# PE Online Review Course



## jdd18vm (Jan 8, 2007)

Gentlemen,

I read Louis' post re: University of S Fla. Clay I know you suggested this. I was wondering if anyone else had thoughts on this, Passing Zone or anything other course.

I understand the Passing Zone is mostly questions from Camara with a few additional ones weekly. Thing is, what need MOST is a source to ask :wtf: how did you get that?? Does anyone know is there a limit to how many questions I can ask?

You all have been great :bow: but I'm sure you'll eventually ask to get paid for all the question I'll be asking in the next 3 months.

I know i need to sign up pronto.

Thanks in advance

John


----------



## Dark Knight (Jan 8, 2007)

John,

I might be biased since it worked for me very well. The On-Line Review will give you the oportunity to e-mail the professor and ask all the questions you might have. I did it more than once. They were working on a phone line where you can call and ask questions also. My co-worker used it once. Don't know how is working now.

Again, I might be biased but who knows.

Good luck in your prep!!!!!!


----------



## jdd18vm (Jan 8, 2007)

Sorry for the name mistype Luis.

Thanks I really need the luck, and more.

I looked at the sample video, do you get copies of whats put on the whiteboard? It was hard to read?

J


----------



## tmckeon_PE (Jan 8, 2007)

We already have two threads going to help prepare those getting ready for the April in Geo and WR.

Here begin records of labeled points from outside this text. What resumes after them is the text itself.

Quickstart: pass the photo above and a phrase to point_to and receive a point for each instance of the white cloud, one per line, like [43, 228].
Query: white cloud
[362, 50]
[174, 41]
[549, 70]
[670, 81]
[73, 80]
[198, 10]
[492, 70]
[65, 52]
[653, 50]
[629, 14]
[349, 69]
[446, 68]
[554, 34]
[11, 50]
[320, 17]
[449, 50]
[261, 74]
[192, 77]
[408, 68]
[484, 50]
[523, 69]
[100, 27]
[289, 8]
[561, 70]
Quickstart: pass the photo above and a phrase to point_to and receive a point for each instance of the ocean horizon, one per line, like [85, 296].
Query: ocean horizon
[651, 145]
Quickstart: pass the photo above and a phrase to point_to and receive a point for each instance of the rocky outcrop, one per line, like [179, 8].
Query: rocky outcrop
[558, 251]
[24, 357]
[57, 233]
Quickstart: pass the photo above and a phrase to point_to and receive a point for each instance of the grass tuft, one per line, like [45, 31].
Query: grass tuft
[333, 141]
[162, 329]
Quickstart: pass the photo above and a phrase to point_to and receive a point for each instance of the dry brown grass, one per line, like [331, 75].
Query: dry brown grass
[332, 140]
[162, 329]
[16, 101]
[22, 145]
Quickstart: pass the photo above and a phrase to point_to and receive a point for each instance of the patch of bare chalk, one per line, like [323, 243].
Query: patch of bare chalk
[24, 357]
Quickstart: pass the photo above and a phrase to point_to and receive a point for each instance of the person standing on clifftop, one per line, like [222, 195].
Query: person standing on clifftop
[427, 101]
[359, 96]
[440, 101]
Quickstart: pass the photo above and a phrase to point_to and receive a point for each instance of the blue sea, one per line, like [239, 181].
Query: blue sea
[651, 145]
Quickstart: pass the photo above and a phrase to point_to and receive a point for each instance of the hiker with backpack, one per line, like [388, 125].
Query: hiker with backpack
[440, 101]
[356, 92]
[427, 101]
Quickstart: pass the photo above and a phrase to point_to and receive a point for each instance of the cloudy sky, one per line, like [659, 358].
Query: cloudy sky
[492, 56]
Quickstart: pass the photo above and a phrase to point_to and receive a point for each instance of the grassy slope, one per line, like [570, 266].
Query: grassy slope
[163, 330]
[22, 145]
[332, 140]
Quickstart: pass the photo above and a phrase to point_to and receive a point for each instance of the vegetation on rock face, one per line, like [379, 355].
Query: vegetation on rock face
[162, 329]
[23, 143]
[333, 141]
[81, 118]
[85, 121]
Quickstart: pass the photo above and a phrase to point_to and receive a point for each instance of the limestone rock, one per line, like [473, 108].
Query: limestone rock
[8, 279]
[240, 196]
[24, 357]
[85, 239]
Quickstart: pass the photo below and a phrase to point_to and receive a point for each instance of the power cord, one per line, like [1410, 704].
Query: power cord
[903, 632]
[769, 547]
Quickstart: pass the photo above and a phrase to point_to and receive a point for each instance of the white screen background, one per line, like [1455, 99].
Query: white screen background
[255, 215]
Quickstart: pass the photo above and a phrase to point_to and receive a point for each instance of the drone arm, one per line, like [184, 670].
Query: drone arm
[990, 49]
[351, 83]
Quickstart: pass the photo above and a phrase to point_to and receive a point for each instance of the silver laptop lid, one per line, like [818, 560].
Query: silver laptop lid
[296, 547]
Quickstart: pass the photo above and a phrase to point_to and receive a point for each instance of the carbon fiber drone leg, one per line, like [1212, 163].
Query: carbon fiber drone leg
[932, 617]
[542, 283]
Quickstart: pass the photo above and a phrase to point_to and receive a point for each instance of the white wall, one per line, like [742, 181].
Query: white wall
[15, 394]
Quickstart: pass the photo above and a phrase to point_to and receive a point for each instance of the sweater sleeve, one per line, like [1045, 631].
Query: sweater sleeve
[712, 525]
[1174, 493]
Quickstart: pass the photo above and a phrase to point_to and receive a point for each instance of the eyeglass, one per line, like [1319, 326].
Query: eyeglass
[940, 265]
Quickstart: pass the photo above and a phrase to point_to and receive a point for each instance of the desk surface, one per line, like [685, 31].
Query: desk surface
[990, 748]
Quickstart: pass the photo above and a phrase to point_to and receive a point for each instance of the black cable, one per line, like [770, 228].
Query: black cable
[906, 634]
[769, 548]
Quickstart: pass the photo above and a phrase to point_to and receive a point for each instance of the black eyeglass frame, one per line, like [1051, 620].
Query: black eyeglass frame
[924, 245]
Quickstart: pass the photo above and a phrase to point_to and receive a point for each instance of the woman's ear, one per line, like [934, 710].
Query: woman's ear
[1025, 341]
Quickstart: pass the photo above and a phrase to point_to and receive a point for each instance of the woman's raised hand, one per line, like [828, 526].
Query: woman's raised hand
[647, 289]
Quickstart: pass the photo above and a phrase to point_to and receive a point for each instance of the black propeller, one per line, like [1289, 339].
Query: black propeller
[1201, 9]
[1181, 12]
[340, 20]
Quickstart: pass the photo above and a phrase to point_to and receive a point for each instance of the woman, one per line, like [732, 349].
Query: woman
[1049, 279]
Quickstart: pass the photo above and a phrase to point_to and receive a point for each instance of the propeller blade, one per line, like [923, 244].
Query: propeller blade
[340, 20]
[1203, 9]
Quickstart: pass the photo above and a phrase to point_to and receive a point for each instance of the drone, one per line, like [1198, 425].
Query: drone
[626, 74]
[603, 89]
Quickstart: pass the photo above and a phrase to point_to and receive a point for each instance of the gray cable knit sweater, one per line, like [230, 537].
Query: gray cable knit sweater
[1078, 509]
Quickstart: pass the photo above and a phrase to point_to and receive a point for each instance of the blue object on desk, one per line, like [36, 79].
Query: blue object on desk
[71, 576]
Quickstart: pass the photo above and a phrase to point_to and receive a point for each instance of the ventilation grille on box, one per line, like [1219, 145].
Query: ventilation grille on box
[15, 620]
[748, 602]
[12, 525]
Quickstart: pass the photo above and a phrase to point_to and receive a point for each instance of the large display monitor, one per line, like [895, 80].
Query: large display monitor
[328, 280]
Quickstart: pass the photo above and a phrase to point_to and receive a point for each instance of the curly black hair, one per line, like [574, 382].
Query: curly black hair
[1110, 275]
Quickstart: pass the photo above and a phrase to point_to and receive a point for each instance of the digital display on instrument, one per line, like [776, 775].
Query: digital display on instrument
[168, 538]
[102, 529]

Can't we find someone in Electrical to do one for those sparky guys?


----------



## Dark Knight (Jan 9, 2007)

TMcK:

I don't understand your post. Guess you did not read mine before posting yours. I am trying to help the EE folks. I just don't do it for the public.

John:

During the class is different and the video is on the board all the time. For the Power portion, including Basic Circuits, Power Systems, and Electrical Machines the Prof. uses a computer projection and is very clear. In addition the profs. give handouts of the topics and you can go over them during the class. Don't worry for me about the _Louis_ thing. It happens all the time and I am used to it. Beside I am not the *Spelling Police *here. That is McKeon's department and Louis is accepted by the _Royal English Academy_. :bow:

DV will be posting some Machines material soon. Check on the Links for Exam Prep. There is something already for the NEC Code that came from the On-Line review.

Again my friend...Good Luck


----------



## jdd18vm (Jan 10, 2007)

Luis,

Thanks again for the good luck. Spoke with USF intending to sign up, there arent enough people committed to have the course. Still looking for suggestions. May just do the Passing Zone.

J


----------



## Dark Knight (Jan 10, 2007)

> Spoke with USF intending to sign up, there arent enough people committed to have the course.  Still looking for suggestions.  May just do the Passing Zone.
> J


Oh Man....



> Sorry to read that. It is a heck of a class. When I took it there were people from 5 different states taking it. I thought that they were going up from that point. It is shocking for me to learn they are even thinking about not giving the review. :wtf:


----------



## jdd18vm (Jan 11, 2007)

I was pretty bummed too. It looked good and havent found anything comparable. I signed up for the Passing Zone. So far not really impressed.

J


----------